STBS z nowymi zadaniami
Chodzi o utrzymanie porządku na terenach wokół budynków komunalnych administrowanych przez miejską spółkę. Dzięki tej decyzji miasto ma zaoszczędzić ponad 200 tys. zł rocznie. Początkowo radni podchodzili do pomysłu sceptycznie, o czym świadczy fakt, że już dwukrotnie odrzucali projekty uchwał w tej sprawie. Podczas sierpniowej sesji rady miasta również przedstawili szereg wątpliwości. Robert Chojecki mówił o jakości wykonywanych usług, wskazując na dużą liczbę zadań, które przejmie na siebie STBS. W tym m.in.: opróżnianie śmietniczek znajdujących się na terenie osiedli, bieżące usuwanie śmieci i innych zanieczyszczeń z placów, zieleńców, sprzątanie ulic, utrzymanie terenów zielonych, odchwaszczanie chodników, dróg wewnętrznych i parkingów. - Czy prezes STBS jest w pełni świadomy nakładanych obowiązków i gwarantuje wykonanie powierzonych zadań z zapewnieniem tych usług na bardzo wysokim poziomie? - dopytywał radny.

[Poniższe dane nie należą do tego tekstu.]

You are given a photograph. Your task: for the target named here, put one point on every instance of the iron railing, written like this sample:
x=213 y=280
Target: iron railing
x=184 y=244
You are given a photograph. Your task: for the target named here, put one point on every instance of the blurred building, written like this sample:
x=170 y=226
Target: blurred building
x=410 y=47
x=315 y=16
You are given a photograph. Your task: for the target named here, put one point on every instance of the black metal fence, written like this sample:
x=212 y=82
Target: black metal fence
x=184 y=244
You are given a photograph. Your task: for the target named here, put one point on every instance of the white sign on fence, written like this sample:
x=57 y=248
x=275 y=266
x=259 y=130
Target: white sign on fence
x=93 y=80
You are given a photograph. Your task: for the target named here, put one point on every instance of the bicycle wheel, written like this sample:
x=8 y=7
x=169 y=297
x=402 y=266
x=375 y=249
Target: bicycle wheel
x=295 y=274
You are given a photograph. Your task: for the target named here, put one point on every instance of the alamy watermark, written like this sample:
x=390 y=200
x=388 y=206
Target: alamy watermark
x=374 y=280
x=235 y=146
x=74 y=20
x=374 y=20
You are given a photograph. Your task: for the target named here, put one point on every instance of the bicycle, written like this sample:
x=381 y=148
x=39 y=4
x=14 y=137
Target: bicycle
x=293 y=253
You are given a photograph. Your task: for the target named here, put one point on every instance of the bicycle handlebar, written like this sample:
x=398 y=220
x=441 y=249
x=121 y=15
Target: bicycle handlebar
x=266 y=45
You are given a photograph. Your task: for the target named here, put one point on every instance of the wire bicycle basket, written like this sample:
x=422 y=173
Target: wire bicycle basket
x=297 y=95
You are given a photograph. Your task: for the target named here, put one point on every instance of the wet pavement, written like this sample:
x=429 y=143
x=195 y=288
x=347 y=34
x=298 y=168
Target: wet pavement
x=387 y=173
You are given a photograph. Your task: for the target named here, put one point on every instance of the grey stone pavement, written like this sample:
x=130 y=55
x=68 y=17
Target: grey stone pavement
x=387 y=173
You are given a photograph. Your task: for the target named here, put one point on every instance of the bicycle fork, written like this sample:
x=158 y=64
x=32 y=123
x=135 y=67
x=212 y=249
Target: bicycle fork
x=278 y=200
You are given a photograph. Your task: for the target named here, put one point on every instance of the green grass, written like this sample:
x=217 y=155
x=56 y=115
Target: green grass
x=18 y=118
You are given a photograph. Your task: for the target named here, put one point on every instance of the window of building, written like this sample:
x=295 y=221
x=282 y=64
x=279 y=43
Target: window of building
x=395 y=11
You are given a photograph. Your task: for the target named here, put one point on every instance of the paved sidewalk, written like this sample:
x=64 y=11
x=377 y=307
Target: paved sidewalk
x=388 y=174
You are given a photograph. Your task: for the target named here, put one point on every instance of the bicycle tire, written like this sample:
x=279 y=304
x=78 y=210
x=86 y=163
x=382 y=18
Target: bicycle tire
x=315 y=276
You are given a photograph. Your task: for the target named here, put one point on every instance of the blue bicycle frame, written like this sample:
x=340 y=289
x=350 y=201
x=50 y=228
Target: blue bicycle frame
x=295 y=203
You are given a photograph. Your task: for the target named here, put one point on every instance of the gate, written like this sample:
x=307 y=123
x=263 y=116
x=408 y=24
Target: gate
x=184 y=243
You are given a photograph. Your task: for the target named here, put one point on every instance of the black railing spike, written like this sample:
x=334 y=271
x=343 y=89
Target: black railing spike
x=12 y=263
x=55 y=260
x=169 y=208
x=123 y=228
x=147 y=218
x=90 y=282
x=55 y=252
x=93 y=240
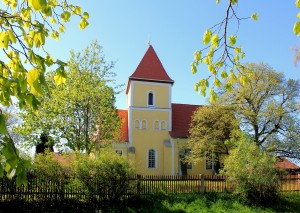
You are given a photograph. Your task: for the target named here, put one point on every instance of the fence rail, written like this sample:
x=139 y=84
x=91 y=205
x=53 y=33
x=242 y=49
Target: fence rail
x=72 y=188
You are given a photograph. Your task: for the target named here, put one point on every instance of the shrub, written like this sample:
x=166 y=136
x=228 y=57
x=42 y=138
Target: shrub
x=105 y=172
x=252 y=172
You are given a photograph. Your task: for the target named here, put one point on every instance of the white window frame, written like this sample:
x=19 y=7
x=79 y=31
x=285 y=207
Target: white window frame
x=119 y=152
x=153 y=98
x=209 y=153
x=158 y=126
x=155 y=159
x=141 y=124
x=161 y=126
x=137 y=121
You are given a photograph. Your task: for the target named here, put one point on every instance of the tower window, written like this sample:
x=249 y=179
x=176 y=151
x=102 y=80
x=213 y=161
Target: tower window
x=150 y=99
x=151 y=158
x=209 y=161
x=156 y=125
x=136 y=124
x=163 y=125
x=144 y=124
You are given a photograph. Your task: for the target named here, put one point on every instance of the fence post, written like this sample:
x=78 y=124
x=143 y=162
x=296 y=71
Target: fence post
x=202 y=184
x=138 y=184
x=298 y=181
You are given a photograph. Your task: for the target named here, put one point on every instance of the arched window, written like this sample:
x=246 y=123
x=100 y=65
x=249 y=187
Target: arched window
x=156 y=125
x=209 y=161
x=136 y=124
x=163 y=125
x=144 y=124
x=150 y=99
x=151 y=158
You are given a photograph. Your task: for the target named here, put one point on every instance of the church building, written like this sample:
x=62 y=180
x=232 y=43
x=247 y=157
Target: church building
x=154 y=129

Martę Sosnowską interesowało, czy STBS jest gotowy do przejęcia nowych zadań pod względem sprzętowym i osobowym, a także, czy wzrost kosztów związanych z nowymi obowiązkami wpłynie na kondycję finansową spółki. – Nikt chyba by nie chciał, żeby z tego powodu wzrosły czynsze za wynajmowane lokale – zaznaczyła radna.
Zdaniem Mariusza Dobijańskiego zaprezentowane kalkulacje kosztów są „zupełnie nieprzystosowane do rzeczywistości”. – Skąd przekonanie, że STBS będzie firmą tańszą niż jakakolwiek inna, pozyskana w efekcie przetargu. Czy składane było takie zapytanie na rynku, czy zakładając taką, a nie inną kalkulację, uznano, że i tak nikt za te pieniądze nie wykona tego zadania? – pytał. Radny chciał też wiedzieć, skąd będą pochodziły pieniądze na realizację przedsięwzięcia. – Czy będą to środki własne STBS, pochodzące z budżetu miasta, a może ze wzrostu czynszów w zasobach komunalnych? Czy będzie to rodziło konsekwencje dla pozostałych mieszkańców bloków administrowanych przez STBS? – dopytywał M. Dobijański.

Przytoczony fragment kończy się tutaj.